Man The Lifeboats – Album Launch
With Special guests
The Alvarez Theory
& Henry Bird
Water Rats, Kings Cross
Thursday 17th October
Doors 7:30pm, Music 7:45pm
Man The Lifeboats are self-releasing their debut album ‘When The Time Bell Rings’ on 17th October 2019. The album release will coincide with a launch party at London’s Water Rats
The album features 13 tracks of contemporary folk music, songs which tell tales of drunken nights, doomed love and lost evenings. There are songs for good times and hard times, songs of love and songs of longing, songs from the streets of London, the shores of Essex and the hills of Yorkshire.
October 2016. London Town. Underneath the arches of the Garage, Islington, two amazing bands blow the audience away. Holy Moly & The Crackers’ cool blend of gorgeous gypsy folk and garage rock sets the scene, before Skinny Lister blow the roof off with their frenetic, upbeat folk, their manic energy, singalong song-writing genius and heart-on-the-sleeve soulfulness.
In the audience, two men sip heartily from the flagon, howl along and punch the air in jubilation. This is what it’s all about.
On that bruising night, that cold walk home, the twinkle in the eye and the fire in the soul well and truly ignited, the very next morning Man The Lifeboats were born, their objective to play the same, raucous, upbeat folk music, to drag traditional folk tunes kicking and screaming into the 21st century, to craft songs with big choruses that tell stories. Songs with straight-up lyrics, pounding bass lines, lilting mandolin and fiddle melodies and stomping beats, Man The Lifeboats have cultivated a sound that would not be out of place at a party at the end of the world.
Influences?
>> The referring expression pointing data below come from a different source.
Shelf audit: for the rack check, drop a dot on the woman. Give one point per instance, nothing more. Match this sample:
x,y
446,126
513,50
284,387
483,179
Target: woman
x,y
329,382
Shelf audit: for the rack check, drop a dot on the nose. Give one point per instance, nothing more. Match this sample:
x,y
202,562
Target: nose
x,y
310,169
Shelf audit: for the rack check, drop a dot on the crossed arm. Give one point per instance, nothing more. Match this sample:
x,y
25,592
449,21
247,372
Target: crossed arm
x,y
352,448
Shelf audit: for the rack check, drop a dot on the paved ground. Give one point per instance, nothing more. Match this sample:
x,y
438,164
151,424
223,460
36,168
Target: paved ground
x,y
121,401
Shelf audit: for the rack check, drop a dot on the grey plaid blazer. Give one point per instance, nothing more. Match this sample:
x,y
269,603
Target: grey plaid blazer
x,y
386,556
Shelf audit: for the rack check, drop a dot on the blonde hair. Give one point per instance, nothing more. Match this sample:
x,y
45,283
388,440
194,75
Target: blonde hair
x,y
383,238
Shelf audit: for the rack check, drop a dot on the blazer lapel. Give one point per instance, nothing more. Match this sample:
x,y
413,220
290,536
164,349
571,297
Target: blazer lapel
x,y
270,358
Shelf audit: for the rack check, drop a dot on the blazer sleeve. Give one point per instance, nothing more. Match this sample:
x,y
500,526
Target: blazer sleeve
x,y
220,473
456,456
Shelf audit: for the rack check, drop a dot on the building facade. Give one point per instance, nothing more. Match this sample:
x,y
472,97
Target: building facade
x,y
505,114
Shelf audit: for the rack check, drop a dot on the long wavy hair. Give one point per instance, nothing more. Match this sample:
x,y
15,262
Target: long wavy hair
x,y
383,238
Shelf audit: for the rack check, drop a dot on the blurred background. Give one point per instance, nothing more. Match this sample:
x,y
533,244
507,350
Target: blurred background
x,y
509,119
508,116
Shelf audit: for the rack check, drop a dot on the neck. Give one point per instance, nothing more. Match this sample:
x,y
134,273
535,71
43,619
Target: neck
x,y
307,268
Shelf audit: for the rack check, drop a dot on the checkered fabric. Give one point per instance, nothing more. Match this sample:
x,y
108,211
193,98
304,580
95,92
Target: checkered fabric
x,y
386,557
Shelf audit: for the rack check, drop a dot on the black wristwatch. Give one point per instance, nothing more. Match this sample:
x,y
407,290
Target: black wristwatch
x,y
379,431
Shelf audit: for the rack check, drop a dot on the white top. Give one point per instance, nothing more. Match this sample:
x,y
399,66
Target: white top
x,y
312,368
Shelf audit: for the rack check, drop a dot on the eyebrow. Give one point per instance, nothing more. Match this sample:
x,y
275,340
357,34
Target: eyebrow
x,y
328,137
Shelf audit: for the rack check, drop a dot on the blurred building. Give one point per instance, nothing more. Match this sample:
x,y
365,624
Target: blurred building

Well, up there with Skinny Lister and Holy Moly & the Crackers, we have the Pogues, Bellowhead, Tom Waits, Dylan, Springsteen, Kate Bush, Frank Turner, Manu Chao, and of course, Chic.
The Alvarez Theory sing tales of small town heroes,bar flies & gun slingers, the heart breakers & heart broken,the toilers, gamblers & drifters,forlorn in the city or crossing the seas.
A classicist, linguist, poet and a thinker, Henry Bird sings simple songs with a simple truth, where simple is often all that we need.”